You should have at least two methods of water purification. If you have power or a generator and can boil water, that’s a good start. In addition, you’ll want a method of purification that doesn’t rely on electricity. Water purification tablets or drops, or water filters, are viable second options. A hanging gravity filter is a convenient way to have a supply of clean water at the ready.
Your food store should be created ahead of time and should be stocked with items that will keep for a long time to see you through the aftermath in case emergency services are not available. Canned non-perishable soups, pastas and food bars make good staple items. If you have refrigeration available, you can keep a number of additional items like butter and fresh fruits and vegetables, which will last a few days if the power goes out. Use a thermometer to determine when the fridge’s internal temperature rises above 40 degrees Fahrenheit once power is out. Do not store dairy products that will perish quickly.
The bulk of your emergency rations should be canned foods that will be protected from contact with flood waters. You can also include dried meats, powdered drink mixes, crackers and cookies, dried products like instant oatmeal or cereals that can be made with powdered milk, and hard candies. The longer an item is shelf-stable, the better.
Get the Essential Equipment
As part of your base of operations, you’ll want to have a selection of tools and equipment to use in navigating the different challenging situations a hurricane can bring about. At the top of this list is a power generator. A small gasoline or diesel-fueled generator can make all the difference for your quality of life when things get rough in the aftermath of a major storm.
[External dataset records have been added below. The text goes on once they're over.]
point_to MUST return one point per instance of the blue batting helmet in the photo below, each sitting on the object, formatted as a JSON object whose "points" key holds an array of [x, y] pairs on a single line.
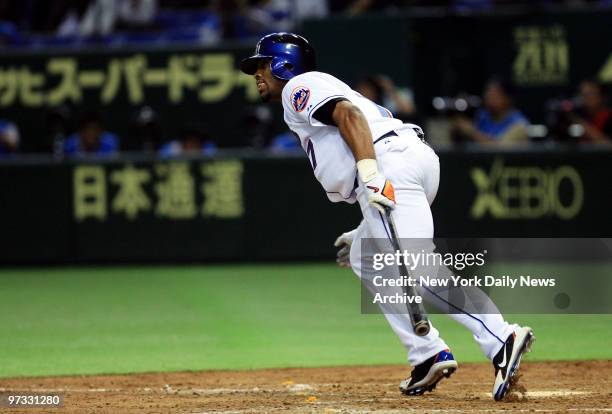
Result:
{"points": [[290, 55]]}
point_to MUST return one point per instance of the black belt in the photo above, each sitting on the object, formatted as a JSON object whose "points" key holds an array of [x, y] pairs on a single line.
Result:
{"points": [[387, 135]]}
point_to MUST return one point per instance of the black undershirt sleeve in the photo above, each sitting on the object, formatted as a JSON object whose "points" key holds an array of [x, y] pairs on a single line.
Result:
{"points": [[324, 113]]}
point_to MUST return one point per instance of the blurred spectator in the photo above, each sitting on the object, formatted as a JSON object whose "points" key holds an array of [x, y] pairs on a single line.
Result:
{"points": [[58, 125], [596, 116], [91, 138], [193, 140], [381, 90], [285, 142], [136, 14], [499, 122], [89, 18], [144, 131], [9, 137]]}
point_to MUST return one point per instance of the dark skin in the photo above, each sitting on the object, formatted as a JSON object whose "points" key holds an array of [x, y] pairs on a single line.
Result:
{"points": [[350, 121]]}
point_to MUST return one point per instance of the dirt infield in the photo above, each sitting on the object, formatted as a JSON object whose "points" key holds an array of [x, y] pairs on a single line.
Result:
{"points": [[551, 388]]}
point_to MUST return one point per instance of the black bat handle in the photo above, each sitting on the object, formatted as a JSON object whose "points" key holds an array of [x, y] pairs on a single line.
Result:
{"points": [[418, 316]]}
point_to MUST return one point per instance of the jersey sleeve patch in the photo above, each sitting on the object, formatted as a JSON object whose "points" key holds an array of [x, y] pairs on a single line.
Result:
{"points": [[299, 98]]}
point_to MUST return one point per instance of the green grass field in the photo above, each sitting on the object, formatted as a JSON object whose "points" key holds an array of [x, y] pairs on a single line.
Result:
{"points": [[62, 321]]}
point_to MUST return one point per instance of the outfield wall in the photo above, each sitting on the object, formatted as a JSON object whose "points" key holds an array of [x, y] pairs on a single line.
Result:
{"points": [[255, 207]]}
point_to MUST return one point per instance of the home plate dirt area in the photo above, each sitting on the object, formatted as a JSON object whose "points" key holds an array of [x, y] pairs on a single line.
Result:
{"points": [[544, 387]]}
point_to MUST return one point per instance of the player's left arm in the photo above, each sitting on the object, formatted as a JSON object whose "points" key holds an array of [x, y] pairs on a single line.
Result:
{"points": [[355, 131]]}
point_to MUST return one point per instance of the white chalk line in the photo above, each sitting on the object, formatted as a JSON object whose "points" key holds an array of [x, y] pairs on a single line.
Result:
{"points": [[292, 388]]}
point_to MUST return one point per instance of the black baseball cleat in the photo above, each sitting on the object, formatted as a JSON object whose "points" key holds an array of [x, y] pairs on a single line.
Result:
{"points": [[425, 376], [508, 359]]}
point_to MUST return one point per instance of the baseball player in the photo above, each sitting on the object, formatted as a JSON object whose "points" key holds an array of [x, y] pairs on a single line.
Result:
{"points": [[360, 153]]}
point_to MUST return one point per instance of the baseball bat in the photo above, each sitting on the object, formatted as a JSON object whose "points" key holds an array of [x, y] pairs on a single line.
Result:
{"points": [[418, 316]]}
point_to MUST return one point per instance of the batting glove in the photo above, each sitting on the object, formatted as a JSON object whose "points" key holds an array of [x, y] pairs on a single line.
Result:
{"points": [[379, 190], [344, 242]]}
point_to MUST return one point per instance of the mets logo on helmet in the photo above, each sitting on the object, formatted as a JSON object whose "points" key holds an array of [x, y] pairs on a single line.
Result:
{"points": [[299, 98]]}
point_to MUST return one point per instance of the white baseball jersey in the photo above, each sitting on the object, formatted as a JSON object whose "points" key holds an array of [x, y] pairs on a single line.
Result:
{"points": [[331, 159]]}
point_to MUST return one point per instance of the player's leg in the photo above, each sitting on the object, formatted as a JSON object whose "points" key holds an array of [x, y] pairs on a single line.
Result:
{"points": [[429, 355], [415, 175]]}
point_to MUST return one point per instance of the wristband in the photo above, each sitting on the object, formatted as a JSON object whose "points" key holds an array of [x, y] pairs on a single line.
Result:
{"points": [[367, 169]]}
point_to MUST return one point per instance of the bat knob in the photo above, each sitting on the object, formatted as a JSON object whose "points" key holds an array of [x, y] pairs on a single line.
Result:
{"points": [[421, 328]]}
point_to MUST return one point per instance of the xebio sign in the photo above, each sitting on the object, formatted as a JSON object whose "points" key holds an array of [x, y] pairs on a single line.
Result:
{"points": [[525, 192]]}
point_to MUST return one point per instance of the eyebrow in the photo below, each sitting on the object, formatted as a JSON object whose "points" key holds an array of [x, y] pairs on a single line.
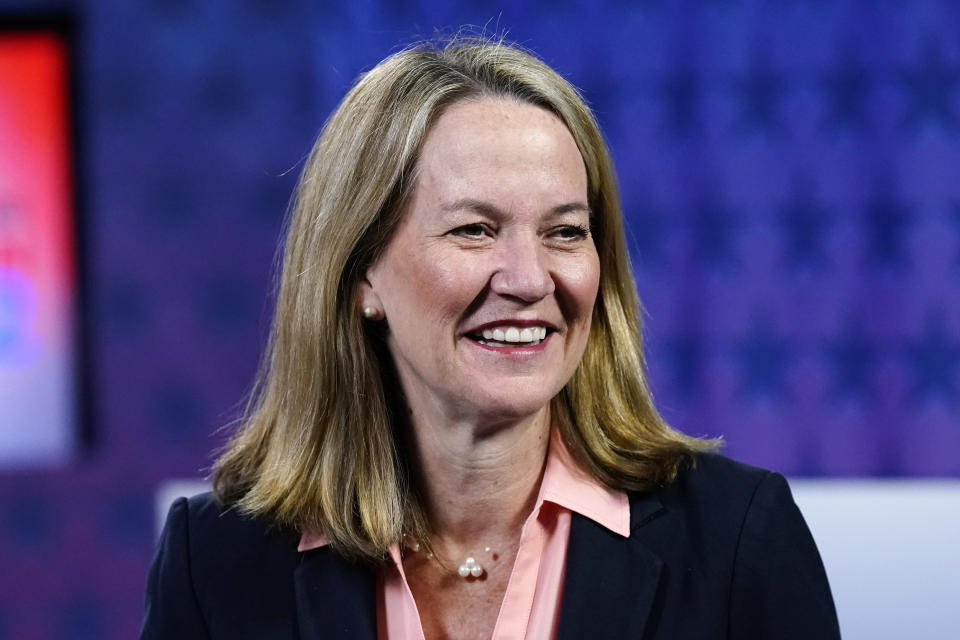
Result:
{"points": [[490, 210]]}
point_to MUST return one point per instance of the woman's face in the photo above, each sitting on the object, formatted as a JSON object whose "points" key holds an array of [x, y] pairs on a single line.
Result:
{"points": [[489, 283]]}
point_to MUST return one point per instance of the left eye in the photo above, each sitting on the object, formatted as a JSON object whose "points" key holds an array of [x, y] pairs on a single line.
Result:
{"points": [[570, 232]]}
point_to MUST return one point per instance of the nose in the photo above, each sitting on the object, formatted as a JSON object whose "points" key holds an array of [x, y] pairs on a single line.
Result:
{"points": [[522, 271]]}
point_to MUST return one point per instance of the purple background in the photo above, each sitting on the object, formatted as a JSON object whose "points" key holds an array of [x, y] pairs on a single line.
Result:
{"points": [[790, 174]]}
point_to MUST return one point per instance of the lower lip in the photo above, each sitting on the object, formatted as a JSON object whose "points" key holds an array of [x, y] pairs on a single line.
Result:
{"points": [[516, 350]]}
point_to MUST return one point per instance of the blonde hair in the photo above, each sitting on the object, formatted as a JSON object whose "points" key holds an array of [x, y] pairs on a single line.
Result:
{"points": [[319, 447]]}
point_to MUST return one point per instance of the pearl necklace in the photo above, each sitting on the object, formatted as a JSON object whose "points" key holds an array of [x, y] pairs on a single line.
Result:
{"points": [[469, 568]]}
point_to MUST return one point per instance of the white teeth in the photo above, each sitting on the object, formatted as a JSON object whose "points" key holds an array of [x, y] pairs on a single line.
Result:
{"points": [[515, 334]]}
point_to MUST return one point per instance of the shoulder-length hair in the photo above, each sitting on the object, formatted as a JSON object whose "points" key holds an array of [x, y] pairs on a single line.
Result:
{"points": [[319, 448]]}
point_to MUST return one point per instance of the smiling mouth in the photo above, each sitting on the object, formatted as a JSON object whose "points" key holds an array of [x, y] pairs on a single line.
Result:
{"points": [[511, 337]]}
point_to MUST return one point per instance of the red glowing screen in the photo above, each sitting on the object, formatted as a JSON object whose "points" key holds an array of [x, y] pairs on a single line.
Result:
{"points": [[38, 292]]}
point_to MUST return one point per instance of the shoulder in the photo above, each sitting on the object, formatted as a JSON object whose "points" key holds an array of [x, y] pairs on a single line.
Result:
{"points": [[219, 570], [707, 503], [224, 544], [732, 534], [716, 486]]}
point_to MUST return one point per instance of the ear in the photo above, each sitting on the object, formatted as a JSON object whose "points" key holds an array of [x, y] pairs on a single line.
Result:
{"points": [[369, 302]]}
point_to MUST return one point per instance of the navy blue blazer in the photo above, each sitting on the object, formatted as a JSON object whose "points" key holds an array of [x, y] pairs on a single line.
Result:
{"points": [[722, 552]]}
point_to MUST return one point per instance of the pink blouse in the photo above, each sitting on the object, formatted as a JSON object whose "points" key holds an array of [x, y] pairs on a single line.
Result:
{"points": [[531, 604]]}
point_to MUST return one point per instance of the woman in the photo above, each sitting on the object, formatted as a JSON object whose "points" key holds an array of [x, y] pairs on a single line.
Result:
{"points": [[453, 436]]}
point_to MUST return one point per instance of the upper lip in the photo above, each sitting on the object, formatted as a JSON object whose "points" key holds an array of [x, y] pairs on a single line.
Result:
{"points": [[511, 322]]}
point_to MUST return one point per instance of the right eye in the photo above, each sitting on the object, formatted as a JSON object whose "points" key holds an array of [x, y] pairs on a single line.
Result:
{"points": [[475, 231]]}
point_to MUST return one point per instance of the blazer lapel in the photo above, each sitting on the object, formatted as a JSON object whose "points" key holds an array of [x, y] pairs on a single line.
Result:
{"points": [[611, 581], [336, 599]]}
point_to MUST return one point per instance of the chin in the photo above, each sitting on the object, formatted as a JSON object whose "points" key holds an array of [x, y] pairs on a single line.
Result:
{"points": [[511, 409]]}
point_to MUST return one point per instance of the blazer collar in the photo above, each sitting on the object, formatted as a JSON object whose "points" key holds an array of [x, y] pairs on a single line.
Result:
{"points": [[336, 599], [611, 581]]}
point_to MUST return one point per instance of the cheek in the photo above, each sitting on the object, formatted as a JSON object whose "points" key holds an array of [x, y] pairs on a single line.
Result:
{"points": [[430, 290], [581, 283]]}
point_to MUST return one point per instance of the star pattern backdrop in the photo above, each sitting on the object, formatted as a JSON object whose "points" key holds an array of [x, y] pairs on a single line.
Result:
{"points": [[790, 174]]}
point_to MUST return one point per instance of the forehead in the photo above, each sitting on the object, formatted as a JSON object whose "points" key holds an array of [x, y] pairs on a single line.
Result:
{"points": [[505, 148]]}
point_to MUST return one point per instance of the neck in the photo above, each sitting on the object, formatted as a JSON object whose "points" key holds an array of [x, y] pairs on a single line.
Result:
{"points": [[480, 481]]}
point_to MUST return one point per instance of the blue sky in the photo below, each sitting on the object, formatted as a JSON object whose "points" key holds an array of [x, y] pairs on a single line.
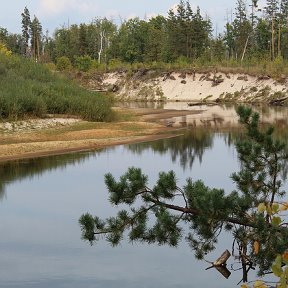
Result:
{"points": [[55, 13]]}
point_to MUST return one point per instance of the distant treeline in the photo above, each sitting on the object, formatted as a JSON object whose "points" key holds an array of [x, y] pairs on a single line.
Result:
{"points": [[184, 36]]}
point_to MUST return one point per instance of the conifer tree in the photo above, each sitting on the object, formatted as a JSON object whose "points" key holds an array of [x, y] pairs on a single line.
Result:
{"points": [[205, 211], [36, 38], [26, 25]]}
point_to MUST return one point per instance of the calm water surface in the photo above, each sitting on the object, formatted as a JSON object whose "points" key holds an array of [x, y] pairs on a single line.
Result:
{"points": [[42, 200]]}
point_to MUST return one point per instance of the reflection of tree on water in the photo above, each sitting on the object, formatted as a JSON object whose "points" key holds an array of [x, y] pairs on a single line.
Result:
{"points": [[21, 169], [186, 148]]}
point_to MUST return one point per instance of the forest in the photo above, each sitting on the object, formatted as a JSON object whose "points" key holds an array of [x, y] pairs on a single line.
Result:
{"points": [[185, 36]]}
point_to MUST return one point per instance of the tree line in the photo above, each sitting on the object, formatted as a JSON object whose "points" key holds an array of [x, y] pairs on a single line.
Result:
{"points": [[184, 35]]}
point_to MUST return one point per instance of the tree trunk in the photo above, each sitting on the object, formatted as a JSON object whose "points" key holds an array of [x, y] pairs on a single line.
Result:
{"points": [[272, 39]]}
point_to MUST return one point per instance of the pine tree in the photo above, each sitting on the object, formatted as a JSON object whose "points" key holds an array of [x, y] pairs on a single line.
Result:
{"points": [[271, 10], [242, 29], [206, 211], [36, 38], [26, 25]]}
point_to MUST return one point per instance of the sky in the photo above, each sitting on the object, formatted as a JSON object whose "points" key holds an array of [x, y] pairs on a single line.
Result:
{"points": [[56, 13]]}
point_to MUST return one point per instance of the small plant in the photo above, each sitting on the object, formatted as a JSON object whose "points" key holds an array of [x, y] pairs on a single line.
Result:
{"points": [[63, 64], [83, 63]]}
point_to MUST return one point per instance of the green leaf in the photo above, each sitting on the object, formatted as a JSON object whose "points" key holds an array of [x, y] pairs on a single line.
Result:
{"points": [[261, 207], [276, 220], [277, 270]]}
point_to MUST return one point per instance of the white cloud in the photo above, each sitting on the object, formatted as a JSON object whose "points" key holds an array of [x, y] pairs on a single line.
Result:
{"points": [[173, 8], [55, 7]]}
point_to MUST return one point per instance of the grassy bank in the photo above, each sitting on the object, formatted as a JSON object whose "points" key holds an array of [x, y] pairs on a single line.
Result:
{"points": [[31, 90]]}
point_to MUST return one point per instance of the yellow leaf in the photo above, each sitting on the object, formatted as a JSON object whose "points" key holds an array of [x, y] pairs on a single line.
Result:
{"points": [[256, 247], [261, 207], [276, 220], [269, 210], [284, 207], [275, 207], [285, 256]]}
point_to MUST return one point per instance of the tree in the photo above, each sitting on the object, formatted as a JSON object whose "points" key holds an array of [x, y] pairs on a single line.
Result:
{"points": [[242, 29], [26, 25], [206, 211], [36, 38], [271, 10]]}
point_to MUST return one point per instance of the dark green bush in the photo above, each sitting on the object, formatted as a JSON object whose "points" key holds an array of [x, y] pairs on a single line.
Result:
{"points": [[30, 89]]}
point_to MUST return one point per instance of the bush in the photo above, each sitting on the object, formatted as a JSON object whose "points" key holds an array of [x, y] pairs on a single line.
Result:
{"points": [[63, 64], [83, 63], [31, 89]]}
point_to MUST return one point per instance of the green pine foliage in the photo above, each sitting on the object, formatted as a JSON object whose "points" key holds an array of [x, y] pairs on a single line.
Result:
{"points": [[29, 89], [152, 215]]}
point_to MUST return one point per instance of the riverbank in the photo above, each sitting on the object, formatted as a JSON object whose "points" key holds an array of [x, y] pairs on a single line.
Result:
{"points": [[193, 86], [54, 136]]}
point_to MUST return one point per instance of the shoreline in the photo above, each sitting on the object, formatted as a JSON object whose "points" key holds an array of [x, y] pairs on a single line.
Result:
{"points": [[146, 124]]}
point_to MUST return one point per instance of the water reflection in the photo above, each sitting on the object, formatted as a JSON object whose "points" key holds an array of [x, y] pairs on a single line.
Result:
{"points": [[21, 169], [184, 149]]}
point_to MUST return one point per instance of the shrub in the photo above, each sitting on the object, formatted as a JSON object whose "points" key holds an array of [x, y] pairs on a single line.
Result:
{"points": [[31, 89], [63, 64], [83, 63]]}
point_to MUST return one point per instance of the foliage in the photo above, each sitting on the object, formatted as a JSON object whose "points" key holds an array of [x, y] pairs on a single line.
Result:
{"points": [[156, 215], [83, 63], [4, 50], [30, 89], [63, 64]]}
They can power lesser cooking appliances like hot plates and toasters, help heat water, run interior lights so you can enjoy family time when the sun goes down, and power important communications equipment like computers and radios.
In addition to a generator, you’ll want to have multiple flashlights, cash, batteries for these and any other essential battery-operated equipment, first-aid equipment, an NOAA radio, and waterproof clothing. A set of basic tools is good to have as well. It’s a good idea to keep all of these things stored in a duffel bag so you can relocate quickly. An ax in the attic, in case you need to break through to the roof of the house, is another scary but necessary item.
Make Your Home Ready
With the time you have left immediately before the storm hits, do everything you can to make your home hurricane-proof. The doors and windows of your home are particularly susceptible to damage during a hurricane, so your efforts should focus around keeping water out and sealing up any exposed joints. If you know that your area receives frequent storms, you should consider installing a hurricane-proof garage door, since this door is the largest opening into your home.
Ideally, you’ll want to create a perimeter of sandbags around your home at least one day before the storm because of the time it takes to place the bags. Brace your doors and garage door from the inside and seal them from the outside. Make sure your family knows where to meet when the storm hits and what the evacuation route is. Have your vehicle in good working order and gassed up if you plan to leave, and equipped with a similar bug-out kit to the emergency supply kit we mentioned above.
When the storm has passed, you’ll be in a stable condition if you’re able to follow the recommendations from this article. Remember to check your radio and computer frequently for news about relief efforts and the condition of your neighbors. Unplug any electronics if the power dies and don’t drink from the tap. With a little luck, the storm will pass quickly and you’ll be on your way to recovery. Just remember to pay close attention to emergency media and stay safe.